Solved – How to interpret the basics of a logistic regression calibration plot please

First-time post to Stack Overflow. I am asking for help interpreting the calibration plot of a logistic regression model please. I understand what the ideal line means, but not the bias-corrected or the apparent lines please. Also what do the ticks on the top x-axis mean?

I have read through the documentation on rms::calibrate() but need something of a lower level.

calibration.Model.A <- plot(rms::calibrate(m.A, cmethod=("boot"), B=1000,                                            legend = TRUE, digits = 3,                                            subtitles = T),                             xlab = "Predicted probability according to model",                             ylab = "Observation Proportion of Matching") 

Calibration plot I created but do not understand.

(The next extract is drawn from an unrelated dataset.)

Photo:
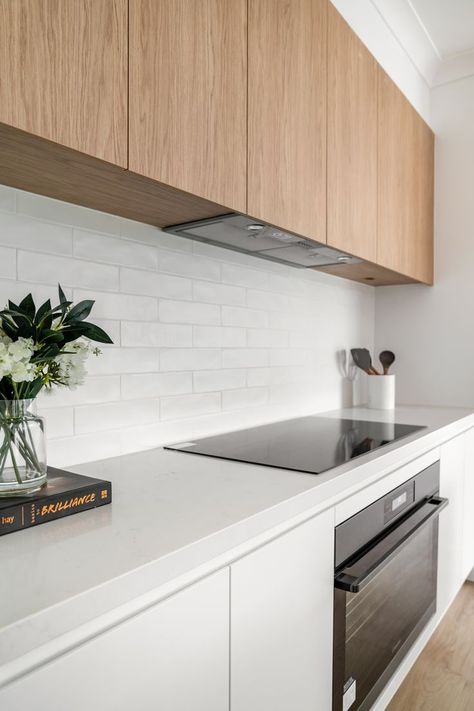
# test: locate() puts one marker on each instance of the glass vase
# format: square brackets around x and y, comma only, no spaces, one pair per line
[22,448]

The ticks across the x-axis represent the frequency distribution (may be called a rug plot) of the predicted probabilities. This is a way to see where there is sparsity in your predictions and where there is a relative abundance of predictions in a given area of predicted probabilities.

The "Apparent" line is essentially the in-sample calibration.

The "Ideal" line represents perfect prediction as the predicted probabilities equal the observed probabilities.

The "Bias Corrected" line is derived via a resampling procedure to help add "uncertainty" to the calibration plot to get an idea of how this might perform "out-of-sample" and adjusts for "optimistic" (better than actual) calibration that is really an artifact of fitting a model to the data at hand. This is the line we want to look at to get an idea about generalization (until we have new data to try the model on).

When either of the two lines is above the "Ideal" line, this tells us the model underpredicts in that range of predicted probabilities. When either line is below the "Ideal" line, the model overpredicts in that range of predicted probabilities.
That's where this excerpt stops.